Deternine the magnitude of the emf generated between the ends of the axle of a railway carriage, 1m in length, when it is moving with a velocity of 36 km/hr along a horizontal track, given horizontal component to Earth's magnetic field `B_H=4 xx 10^(-5)` Tesla and angle of dip `delta= 60^@`.
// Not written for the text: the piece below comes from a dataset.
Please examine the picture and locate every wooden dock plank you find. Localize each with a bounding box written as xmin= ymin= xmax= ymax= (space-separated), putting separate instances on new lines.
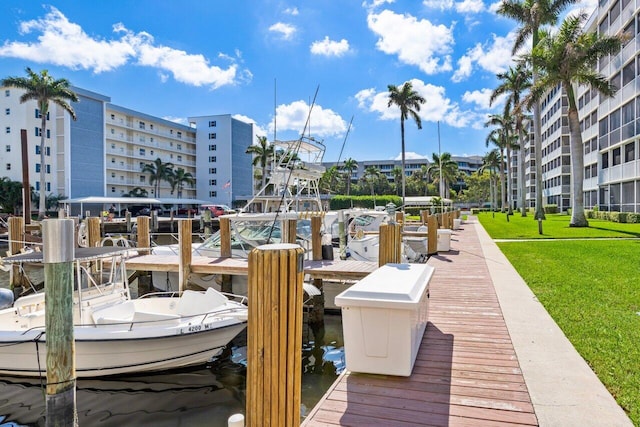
xmin=302 ymin=224 xmax=538 ymax=426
To determine the magnitude of the electromotive force (emf) generated between the ends of the axle of a railway carriage, we will follow these steps: ### Step 1: Convert the velocity from km/hr to m/s The given velocity of the railway carriage is 36 km/hr. To convert this to meters per second (m/s), we use the conversion factor \( \frac{5}{18} \). \[ v = 36 \, \text{km/hr} \times \frac{5}{18} = 10 \, \text{m/s} \] ### Step 2: Identify the components of the Earth's magnetic field We are given the horizontal component of the Earth's magnetic field \( B_H = 4 \times 10^{-5} \, \text{T} \) and the angle of dip \( \delta = 60^\circ \). The vertical component \( B_V \) can be calculated using the relationship: \[ B_V = B_H \tan(\delta) \] Calculating \( B_V \): \[ B_V = 4 \times 10^{-5} \, \text{T} \times \tan(60^\circ) = 4 \times 10^{-5} \, \text{T} \times \sqrt{3} \approx 4 \times 10^{-5} \times 1.732 = 6.928 \times 10^{-5} \, \text{T} \] ### Step 3: Calculate the induced emf using the formula for motional emf The formula for the motional emf \( \mathcal{E} \) induced in a conductor moving through a magnetic field is given by: \[ \mathcal{E} = B \cdot L \cdot v \] Where: - \( B \) is the vertical component of the magnetic field \( B_V \) - \( L \) is the length of the axle (1 m) - \( v \) is the velocity (10 m/s) Substituting the values: \[ \mathcal{E} = B_V \cdot L \cdot v = (6.928 \times 10^{-5} \, \text{T}) \cdot (1 \, \text{m}) \cdot (10 \, \text{m/s}) \] Calculating \( \mathcal{E} \): \[ \mathcal{E} = 6.928 \times 10^{-5} \cdot 10 = 6.928 \times 10^{-4} \, \text{V} \] ### Step 4: Final Result Thus, the magnitude of the emf generated between the ends of the axle is: \[ \mathcal{E} \approx 6.93 \times 10^{-4} \, \text{V} \text{ or } 693 \, \mu\text{V} \]